In the U.K., the European Parliament asked food manufacturers to voluntarily remove synthetic dyes from food by Dec. 31, 2009. In what many see as a de-facto ban, it now requires foods containing them to sport a damning label: “May have an adverse effect on activity and attention in children.”
Australia and Canada are now considering similar moves and at least one U.S. state, Maryland, has proposed a ban on food dyes in school lunches.
Meanwhile, parents in the United States are feeling snubbed. “There are people out there who will never even suspect this—who will never know what’s wrong with their children,” says Shutters, who was the first to sign up for the FDA hearing. “Our government needs to protect our kids too.”
And it’s not just the governments that are behaving differently on the issue of dyes. Responding to consumer pressure and the U.K.’s labeling laws, numerous multi-conglomerate food companies, including Mars Inc. and Kraft Foods Inc., have removed artificial colors from their products sold in Britain—while still selling those same synthetically colored products in America.
Allergies, cancer and missing out on real food
Representatives from the Grocery Manufacturers Association maintain that “the safety of both artificial and natural colors has been affirmed through extensive review.”
But CSPI’s Jacobson argues that many of the studies used to draw that conclusion were conducted by industry and are potentially biased. A 2010 CSPI report suggests that the three most commonly used dyes—Red 40, Yellow 5 and Yellow 6—are often contaminated with known carcinogens. The report also shines a light on animal studies that suggest some artificial colors promote tumor growth.
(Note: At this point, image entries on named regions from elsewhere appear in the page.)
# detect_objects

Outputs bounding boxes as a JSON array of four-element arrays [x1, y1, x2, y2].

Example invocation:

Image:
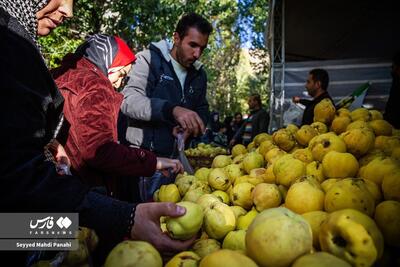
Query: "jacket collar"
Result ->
[[151, 40, 203, 70]]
Meanwhile, Blue 1, Red 40, Yellow 5 and Yellow 6 have all been shown to cause allergic reactions in sensitive populations. Yellow 5—Tartrazine—has been shown to cause hives and asthma in as many as 26 percent of people with allergies.
Pediatrician Alan Greene, MD, says he too has concerns about behavioral and other impacts of dyes, and always steers kids away from them. But he sees an even more insidious impact of our ever-increasing appetite for artificially colored food.
“We are designed to be attracted to colorful foods so that we are led to ripe fruits and vegetables and other things that are good for us,” Greene says. “Food companies have learned that they can draw our attention away from those healthy foods by making unhealthy foods look colorful. We need to stop falling for it.”